PERO ¿ES INOFENSIVA?
No en vano ha sido sacado a colación todo ello, sino que el discurso debe articularse a través de la práctica legislativa. Pues realmente, si bien la IA no tiene una capacidad creativa como tal, sus posibilidades pueden ser muy dañinas para la integridad de los derechos fundamentales. Los riesgos vienen sobre todo en materia de suplantación de la identidad, mediante los llamados deepfakes. El deepfake es el fenómeno producido mediante la generación de audios o imágenes animadas que emulan las características propias de un tercero. En este sentido el miedo es comprensible y la justicia obligada.
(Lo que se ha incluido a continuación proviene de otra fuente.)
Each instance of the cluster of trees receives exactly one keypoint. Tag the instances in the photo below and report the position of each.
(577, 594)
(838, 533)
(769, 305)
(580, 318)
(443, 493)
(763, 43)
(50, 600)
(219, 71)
Así lo hizo pues la UE centrándose primeramente en los sistemas de riesgo específico de transparencia, los cuales deben informar claramente a los usuarios que están interactuando con una IA y ser etiquetados adecuadamente.
Otro de los puntos clave de esta ley, cuyo eco sonaba ayer en el Convenio Marco del Consejo de Europa sobre Inteligencia Artificial, es su carácter vocativo o apelativo –incluso acusatorio si se quiere–, que pretende indicar la utilización de esta herramienta sin castrarla. Pues en este terreno, dicho ha sido en líneas previas, a lo que hay que temer es al uso del artilugio y no a su extensión vital. El clásico pavor a la vida artificial por adoptar nuestras conductas de voluntariedad, intencionalidad y, o capacidad de juicio es absurdo. La jurisdicción ha de limitarse a regir en lo verdaderamente riesgoso que conlleva el producto, mas es primordial que el campo se desarrolle todo lo posible. Y es que pareciera que la IA, en sentido existencial no da pa’ más –descrito en plata–, lo que sí que da es nuestra imaginación, ya sea para maldades, como para bondades.